Squamous cell cancer is the second most common skin cancer. In a percentage of patients, this cancer is recurrent, or it generates metastasis. In these cases, treatment with chemotherapy and/or radiotherapy has a limited response. Studies carried out by the group of Dr. Muñoz, from the Bellvitge Biomedical Research Institute (IDIBELL), in collaboration with researchers from the ProCURE of the Catalan Institute of Oncology (ICO), the Barcelona Supercomputing Center (BSC) and clinical researchers from the ICO and the Bellvitge University Hospital, have shown that the EGFR signaling pathway controls the growth of skin carcinomas in the initial stages of progression.
Clinical trials have previously shown that only half of the patients with squamous cell carcinoma respond to EGFR inhibitors. The reason why the remaining patients do not respond to treatment or develop resistance to these inhibitors remains unknown. To study the molecular mechanisms responsible for this resistance and identify alternative therapies, Dr. Muñoz’s group has used two experimental models. First, they established primary cell culture to study the in vitro growth of tumor cells derived from patients. Besides, as an animal model, they implanted a biopsy of the patient’s original tumor in a mouse.

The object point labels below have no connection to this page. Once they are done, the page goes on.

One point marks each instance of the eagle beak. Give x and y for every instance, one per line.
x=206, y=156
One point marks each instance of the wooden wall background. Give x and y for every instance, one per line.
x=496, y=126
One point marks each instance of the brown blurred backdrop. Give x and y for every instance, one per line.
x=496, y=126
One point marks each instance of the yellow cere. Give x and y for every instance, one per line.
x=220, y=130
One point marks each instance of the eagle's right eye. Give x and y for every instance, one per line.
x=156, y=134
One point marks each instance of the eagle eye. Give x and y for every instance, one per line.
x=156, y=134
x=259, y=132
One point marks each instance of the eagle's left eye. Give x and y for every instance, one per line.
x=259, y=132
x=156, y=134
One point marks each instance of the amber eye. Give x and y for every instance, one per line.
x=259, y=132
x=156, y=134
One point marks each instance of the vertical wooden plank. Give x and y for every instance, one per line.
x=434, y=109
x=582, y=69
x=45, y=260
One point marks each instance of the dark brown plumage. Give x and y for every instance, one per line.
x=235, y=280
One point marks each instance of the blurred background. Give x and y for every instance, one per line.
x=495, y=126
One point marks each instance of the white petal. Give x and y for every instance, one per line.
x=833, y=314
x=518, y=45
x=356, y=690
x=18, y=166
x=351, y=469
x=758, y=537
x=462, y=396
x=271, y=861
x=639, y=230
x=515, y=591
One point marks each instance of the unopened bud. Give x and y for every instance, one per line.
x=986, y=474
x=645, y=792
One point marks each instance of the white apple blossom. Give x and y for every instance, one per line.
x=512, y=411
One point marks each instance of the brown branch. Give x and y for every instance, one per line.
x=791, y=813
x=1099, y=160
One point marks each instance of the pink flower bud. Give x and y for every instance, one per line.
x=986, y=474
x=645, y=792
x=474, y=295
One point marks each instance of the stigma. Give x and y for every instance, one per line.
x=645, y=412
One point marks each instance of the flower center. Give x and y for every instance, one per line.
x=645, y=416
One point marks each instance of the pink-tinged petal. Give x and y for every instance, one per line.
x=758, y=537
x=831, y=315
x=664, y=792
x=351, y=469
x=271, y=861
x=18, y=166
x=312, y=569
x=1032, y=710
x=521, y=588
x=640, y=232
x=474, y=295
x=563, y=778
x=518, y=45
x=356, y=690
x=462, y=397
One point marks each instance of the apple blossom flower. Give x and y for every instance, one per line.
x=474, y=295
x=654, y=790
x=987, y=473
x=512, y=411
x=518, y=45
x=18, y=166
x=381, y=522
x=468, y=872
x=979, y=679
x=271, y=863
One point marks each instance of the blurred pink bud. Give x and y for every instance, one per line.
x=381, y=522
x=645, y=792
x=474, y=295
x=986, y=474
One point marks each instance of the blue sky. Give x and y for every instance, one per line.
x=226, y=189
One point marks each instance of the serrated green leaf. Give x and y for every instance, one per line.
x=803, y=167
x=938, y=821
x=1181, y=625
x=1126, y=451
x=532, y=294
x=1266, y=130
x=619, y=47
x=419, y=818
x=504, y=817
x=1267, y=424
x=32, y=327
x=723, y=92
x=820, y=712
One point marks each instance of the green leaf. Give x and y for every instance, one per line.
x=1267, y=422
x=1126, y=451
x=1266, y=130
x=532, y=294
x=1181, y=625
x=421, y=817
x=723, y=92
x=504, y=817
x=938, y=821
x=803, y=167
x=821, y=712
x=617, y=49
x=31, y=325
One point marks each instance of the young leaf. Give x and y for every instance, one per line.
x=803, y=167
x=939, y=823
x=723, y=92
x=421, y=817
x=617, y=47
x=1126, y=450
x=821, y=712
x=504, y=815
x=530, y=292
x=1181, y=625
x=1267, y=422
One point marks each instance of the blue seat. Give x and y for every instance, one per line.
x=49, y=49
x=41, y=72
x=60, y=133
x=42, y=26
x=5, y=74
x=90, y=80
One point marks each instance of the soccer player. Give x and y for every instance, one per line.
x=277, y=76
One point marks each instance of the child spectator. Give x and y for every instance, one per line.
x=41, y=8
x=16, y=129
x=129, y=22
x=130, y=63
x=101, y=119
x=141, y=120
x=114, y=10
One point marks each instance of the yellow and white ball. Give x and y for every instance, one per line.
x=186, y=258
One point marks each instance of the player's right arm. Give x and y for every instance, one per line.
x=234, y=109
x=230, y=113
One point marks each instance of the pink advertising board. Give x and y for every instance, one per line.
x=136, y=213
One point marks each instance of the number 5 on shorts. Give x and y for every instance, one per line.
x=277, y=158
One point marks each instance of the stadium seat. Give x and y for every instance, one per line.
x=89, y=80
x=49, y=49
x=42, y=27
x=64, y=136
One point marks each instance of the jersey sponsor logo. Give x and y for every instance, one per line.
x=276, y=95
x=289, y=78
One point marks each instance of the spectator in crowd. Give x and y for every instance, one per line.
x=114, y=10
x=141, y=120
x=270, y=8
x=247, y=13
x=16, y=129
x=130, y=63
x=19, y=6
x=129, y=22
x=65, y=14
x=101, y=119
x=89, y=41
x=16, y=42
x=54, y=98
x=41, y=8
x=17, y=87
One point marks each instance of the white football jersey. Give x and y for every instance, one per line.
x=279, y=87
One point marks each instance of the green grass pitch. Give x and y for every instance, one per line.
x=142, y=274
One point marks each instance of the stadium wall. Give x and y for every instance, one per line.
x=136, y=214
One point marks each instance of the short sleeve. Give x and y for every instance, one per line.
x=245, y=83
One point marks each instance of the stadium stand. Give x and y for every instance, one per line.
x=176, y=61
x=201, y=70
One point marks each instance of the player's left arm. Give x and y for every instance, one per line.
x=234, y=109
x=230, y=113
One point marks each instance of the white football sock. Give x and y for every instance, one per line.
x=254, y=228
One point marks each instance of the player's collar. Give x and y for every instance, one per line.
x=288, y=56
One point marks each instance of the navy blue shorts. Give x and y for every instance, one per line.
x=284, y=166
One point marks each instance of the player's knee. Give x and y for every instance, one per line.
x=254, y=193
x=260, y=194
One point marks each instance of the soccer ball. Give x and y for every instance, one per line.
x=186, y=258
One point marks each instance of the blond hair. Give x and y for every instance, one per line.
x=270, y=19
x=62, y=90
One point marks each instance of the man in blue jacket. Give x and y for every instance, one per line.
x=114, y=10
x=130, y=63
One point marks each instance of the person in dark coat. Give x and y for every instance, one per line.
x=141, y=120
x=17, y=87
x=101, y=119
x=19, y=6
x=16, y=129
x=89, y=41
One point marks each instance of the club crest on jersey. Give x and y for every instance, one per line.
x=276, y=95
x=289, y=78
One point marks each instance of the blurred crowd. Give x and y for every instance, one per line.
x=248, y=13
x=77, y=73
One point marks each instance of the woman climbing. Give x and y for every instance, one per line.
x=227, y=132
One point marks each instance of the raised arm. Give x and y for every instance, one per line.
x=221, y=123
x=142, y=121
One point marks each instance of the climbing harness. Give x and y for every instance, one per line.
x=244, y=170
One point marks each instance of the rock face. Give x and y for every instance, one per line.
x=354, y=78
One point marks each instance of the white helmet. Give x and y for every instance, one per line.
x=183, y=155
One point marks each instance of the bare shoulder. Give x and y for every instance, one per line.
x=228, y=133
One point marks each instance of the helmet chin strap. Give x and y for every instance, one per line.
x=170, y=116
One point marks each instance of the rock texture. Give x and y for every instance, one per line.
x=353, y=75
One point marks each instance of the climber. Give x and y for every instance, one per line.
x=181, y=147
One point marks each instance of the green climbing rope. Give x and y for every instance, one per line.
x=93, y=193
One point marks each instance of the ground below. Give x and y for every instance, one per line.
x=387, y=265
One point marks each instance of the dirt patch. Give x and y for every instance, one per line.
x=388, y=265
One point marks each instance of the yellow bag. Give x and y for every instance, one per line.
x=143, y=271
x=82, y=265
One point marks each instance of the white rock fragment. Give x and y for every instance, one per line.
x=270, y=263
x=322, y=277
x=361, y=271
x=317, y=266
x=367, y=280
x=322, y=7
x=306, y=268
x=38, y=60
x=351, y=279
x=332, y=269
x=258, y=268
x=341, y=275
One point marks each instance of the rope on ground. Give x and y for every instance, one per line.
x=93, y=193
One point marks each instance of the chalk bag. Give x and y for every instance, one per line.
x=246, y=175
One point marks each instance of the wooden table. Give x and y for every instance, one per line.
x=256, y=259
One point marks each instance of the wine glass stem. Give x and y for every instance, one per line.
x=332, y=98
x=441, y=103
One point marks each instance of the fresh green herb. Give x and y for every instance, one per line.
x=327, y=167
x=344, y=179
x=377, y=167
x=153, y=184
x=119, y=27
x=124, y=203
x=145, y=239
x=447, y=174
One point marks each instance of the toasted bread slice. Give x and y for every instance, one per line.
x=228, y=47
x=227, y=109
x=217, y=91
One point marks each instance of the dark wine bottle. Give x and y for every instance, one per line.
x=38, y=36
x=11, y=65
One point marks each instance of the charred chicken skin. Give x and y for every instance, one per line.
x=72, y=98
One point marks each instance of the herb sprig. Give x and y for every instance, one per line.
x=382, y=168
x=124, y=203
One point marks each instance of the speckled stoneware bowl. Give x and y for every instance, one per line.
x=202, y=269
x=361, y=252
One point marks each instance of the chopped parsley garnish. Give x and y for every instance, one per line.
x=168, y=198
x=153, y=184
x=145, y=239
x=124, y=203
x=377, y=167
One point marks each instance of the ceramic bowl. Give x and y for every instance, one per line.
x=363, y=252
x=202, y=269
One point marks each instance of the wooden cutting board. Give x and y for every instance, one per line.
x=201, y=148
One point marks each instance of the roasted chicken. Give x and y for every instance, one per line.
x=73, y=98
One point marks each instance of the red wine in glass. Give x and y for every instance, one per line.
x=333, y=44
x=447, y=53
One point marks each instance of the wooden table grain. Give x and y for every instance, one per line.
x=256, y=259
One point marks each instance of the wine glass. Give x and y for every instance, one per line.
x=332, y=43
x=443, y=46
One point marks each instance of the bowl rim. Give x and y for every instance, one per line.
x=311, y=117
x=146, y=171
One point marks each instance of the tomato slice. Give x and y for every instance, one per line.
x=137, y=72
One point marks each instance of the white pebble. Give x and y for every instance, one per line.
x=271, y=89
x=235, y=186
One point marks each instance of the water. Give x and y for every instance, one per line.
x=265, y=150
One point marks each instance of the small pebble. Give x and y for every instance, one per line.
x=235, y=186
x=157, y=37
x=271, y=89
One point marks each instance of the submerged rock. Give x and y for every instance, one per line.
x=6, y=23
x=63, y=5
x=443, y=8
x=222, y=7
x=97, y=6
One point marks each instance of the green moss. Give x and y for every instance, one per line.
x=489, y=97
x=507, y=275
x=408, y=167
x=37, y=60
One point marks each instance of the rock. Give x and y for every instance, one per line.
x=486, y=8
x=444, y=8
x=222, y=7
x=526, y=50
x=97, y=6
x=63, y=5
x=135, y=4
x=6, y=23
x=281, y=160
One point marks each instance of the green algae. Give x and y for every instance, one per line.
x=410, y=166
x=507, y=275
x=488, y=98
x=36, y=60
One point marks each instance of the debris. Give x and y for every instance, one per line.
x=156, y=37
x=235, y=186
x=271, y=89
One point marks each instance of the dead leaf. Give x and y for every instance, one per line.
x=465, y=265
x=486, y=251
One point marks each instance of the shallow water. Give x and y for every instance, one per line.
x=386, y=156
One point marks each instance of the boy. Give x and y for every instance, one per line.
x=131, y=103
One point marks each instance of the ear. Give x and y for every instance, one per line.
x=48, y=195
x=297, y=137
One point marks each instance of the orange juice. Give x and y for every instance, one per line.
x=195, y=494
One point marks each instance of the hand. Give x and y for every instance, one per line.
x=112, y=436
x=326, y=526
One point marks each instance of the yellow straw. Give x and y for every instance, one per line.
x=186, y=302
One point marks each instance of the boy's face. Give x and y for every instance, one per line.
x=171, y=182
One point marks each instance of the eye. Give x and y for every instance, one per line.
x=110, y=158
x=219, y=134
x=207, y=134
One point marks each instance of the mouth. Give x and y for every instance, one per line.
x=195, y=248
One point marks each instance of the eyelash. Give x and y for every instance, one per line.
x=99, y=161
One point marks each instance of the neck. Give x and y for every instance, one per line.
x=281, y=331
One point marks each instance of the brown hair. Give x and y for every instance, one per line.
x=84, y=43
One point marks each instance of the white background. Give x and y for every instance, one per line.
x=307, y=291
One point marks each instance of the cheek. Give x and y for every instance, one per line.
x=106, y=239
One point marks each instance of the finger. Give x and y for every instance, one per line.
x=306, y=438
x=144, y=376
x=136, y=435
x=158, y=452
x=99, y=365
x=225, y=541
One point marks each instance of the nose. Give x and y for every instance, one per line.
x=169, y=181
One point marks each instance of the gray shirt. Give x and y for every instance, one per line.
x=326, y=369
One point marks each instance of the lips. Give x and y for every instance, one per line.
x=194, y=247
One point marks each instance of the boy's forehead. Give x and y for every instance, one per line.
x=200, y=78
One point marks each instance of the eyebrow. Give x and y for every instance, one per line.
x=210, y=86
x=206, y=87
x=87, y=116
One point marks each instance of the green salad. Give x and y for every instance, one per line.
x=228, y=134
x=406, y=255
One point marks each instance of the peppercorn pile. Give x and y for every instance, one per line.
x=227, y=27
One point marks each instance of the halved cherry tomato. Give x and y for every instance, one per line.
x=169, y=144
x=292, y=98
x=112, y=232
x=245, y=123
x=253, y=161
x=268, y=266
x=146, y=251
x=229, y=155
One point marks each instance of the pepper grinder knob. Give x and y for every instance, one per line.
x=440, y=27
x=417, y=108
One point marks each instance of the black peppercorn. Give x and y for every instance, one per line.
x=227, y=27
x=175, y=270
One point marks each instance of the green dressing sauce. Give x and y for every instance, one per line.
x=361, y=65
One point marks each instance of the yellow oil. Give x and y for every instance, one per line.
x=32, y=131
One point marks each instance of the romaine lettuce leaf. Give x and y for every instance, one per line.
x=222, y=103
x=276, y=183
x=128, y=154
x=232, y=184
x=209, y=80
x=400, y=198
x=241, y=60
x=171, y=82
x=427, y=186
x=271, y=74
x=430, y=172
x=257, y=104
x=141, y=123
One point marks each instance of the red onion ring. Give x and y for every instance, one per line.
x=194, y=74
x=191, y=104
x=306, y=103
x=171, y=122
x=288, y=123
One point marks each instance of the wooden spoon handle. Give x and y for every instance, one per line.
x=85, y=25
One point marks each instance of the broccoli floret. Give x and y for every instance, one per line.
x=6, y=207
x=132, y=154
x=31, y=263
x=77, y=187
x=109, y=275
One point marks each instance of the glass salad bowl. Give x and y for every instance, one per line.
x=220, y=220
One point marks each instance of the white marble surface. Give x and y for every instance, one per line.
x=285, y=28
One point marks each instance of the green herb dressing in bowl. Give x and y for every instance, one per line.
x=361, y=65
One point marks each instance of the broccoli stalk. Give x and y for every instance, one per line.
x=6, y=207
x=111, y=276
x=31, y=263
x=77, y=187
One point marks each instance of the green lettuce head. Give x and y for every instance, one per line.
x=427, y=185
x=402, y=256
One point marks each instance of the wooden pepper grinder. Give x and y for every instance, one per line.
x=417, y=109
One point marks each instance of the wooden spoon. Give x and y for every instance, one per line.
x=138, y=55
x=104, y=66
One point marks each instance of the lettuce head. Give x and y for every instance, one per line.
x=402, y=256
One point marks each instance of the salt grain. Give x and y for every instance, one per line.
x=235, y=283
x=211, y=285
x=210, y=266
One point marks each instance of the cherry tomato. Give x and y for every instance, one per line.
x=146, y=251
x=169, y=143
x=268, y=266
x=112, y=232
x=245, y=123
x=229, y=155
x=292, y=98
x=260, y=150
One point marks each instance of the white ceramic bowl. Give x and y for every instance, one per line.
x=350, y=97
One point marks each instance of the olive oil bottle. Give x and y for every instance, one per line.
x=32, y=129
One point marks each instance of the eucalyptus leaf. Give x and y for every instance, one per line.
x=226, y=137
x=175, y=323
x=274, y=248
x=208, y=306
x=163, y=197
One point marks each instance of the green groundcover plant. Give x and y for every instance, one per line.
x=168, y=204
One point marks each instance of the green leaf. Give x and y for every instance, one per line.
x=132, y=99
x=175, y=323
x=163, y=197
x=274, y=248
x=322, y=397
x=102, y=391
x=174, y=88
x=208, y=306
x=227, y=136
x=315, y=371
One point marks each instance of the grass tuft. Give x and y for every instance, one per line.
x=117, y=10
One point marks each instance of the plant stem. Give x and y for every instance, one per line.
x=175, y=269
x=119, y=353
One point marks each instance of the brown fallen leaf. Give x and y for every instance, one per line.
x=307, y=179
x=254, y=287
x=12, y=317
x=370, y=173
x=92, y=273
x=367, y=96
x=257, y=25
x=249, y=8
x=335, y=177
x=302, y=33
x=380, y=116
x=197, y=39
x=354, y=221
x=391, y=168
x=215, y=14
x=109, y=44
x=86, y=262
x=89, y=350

Both models were treated with EGFR inhibitors. This study, published in the journal Clinical Cancer Research, shows that EGFR inhibitors block skin carcinomas growth in the early stages. However, after prolonged treatment, these carcinomas develop resistance to these drugs. Moreover, advanced carcinomas, and those that have PI3KCA mutations, do not respond to the therapy from the beginning.
Gene expression comparison between tumors sensitive and resistant to EGFR inhibitors revealed that tumor cells activate an alternative pathway (FGFR) that allows them to continue growing after the inhibition of the EGFR pathway, which makes them resistant to the treatment. The study shows that the combined therapy with two drugs, that block the two parallel cell signaling pathways, could be an advantage for those patients who have developed resistance. This combined therapy could also be an alternative for other cancers, such as head and neck tumors.
Dr. Muñoz indicates that “deciphering the molecular mechanisms involved in the acquisition of resistance to these treatments has allowed us to propose the double therapy, attacking two different targets and evade resistance“. And she adds, “Now, we know that carcinomas with mutated PIK3CA gene or carcinomas that have lost their epithelial characteristics and the activity of the EGFR pathway will not respond to treatment, which allows us to anticipate and avoid unnecessary treatments.”
The Bellvitge Biomedical Research Institute (IDIBELL) is a biomedical research center created in 2004. It is participated by the Bellvitge University Hospital and the Viladecans Hospital of the Catalan Institute of Health, the Catalan Institute of Oncology, the University of Barcelona and the City Council of L’Hospitalet de Llobregat.
IDIBELL is a member of the Campus of International Excellence of the University of Barcelona HUBc and is part of the CERCA institution of the Generalitat de Catalunya. In 2009 it became one of the first five Spanish research centers accredited as a health research institute by the Carlos III Health Institute. In addition, it is part of the “HR Excellence in Research” program of the European Union and is a member of EATRIS and REGIC. Since 2018, IDIBELL has been an Accredited Center of the AECC Scientific Foundation (FCAECC).